Si la brique demeure l’investissement principal au sein des clients de BNP Paribas qui ont une appétence pour le marché du foncier rural, l’investissement qu’ils vont y consacrer représente entre 5 et 30% de leur patrimoine.
40.000 euros – En Wallonie, le prix moyen par hectare de la terre agricole.
Quid du renouvellement des générations ?
Étant donné le vieillissement des agriculteurs, le foncier agricole représente aussi un enjeu en termes de transmission des exploitations et de maintien de l’agriculture.
En l’absence de repreneurs familiaux, les terres sont souvent cédées par héritage ou vendues à des acteurs externes ou à de grandes exploitations en expansion, ce qui accentue encore la concentration foncière entre les mains d’une minorité disposant d’un capital élevé. La flambée des prix du foncier agricole belge complique l’accès à la terre pour les jeunes agriculteurs et freine les transmissions familiales. “La conséquence directe de la hausse des prix des terres rend l’installation des jeunes très difficile sans capital familial ou appui externe, indique Jan de Keyser, responsable du département Agri & Food chez BNP Paribas Fortis. Sans intervention politique, le risque est grand de voir s’agrandir le fossé entre les exploitants capitalisés et ceux exclus du marché, menaçant la viabilité du modèle agricole familial belge.”

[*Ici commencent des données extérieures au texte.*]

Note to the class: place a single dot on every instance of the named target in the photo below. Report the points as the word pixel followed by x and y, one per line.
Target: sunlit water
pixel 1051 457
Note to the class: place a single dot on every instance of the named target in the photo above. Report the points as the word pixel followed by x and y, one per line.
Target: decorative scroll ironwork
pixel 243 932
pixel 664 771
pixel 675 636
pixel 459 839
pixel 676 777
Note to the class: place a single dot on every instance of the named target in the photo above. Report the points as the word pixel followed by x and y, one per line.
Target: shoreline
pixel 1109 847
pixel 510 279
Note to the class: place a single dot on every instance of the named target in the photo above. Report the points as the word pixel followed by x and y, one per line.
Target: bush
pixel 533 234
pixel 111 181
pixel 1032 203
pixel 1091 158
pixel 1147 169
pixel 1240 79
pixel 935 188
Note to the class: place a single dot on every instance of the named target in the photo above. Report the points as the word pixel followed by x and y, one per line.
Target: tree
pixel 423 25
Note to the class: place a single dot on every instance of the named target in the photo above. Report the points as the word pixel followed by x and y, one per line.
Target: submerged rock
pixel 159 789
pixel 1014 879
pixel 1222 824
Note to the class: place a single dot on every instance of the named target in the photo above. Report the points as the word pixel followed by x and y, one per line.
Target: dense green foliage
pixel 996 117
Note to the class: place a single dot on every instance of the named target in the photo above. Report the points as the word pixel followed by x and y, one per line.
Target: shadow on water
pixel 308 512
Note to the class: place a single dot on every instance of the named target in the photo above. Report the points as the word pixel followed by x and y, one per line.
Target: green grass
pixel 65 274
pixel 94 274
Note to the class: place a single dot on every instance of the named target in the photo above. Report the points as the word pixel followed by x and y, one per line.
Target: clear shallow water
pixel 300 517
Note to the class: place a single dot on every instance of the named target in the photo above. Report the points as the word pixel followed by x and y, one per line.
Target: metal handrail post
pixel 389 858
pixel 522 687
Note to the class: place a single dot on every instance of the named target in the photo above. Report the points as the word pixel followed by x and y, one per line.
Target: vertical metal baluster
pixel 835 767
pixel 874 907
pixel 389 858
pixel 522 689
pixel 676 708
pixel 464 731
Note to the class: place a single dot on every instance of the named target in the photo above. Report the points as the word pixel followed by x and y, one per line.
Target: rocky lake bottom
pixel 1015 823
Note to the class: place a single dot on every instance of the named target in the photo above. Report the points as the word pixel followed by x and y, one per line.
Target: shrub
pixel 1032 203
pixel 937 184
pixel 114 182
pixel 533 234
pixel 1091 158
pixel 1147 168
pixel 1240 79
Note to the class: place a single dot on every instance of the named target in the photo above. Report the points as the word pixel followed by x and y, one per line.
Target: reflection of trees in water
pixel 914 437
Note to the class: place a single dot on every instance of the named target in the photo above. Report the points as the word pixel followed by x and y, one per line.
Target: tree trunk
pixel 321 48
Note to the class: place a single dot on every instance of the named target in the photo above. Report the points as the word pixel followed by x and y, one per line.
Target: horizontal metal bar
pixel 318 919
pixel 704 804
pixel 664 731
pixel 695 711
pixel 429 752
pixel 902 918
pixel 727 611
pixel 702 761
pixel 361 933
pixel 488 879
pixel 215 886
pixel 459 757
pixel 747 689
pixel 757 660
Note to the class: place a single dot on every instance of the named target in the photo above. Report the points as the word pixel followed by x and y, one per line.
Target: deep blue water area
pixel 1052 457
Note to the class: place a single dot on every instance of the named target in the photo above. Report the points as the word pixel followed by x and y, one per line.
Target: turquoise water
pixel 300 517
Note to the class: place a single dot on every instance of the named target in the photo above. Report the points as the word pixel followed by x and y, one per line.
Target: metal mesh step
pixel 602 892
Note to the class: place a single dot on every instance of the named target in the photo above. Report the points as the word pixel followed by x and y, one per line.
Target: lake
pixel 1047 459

En octobre prochain, le SPW Agriculture publiera pour la première fois dans son rapport annuel les chiffres des concentrations du foncier agricole wallon. Marc Thirion, directeur de l’organisme public wallon, souligne que, malgré l’absence d’un mécanisme de régulation des prix du foncier et de freins empêchant les grandes concentrations foncières, le taux de propriétaires exploitants est progressivement passé de 30 à 40%. “Nous constatons aussi qu’aujourd’hui ce sont surtout les agriculteurs qui achètent et les non-agriculteurs qui vendent.”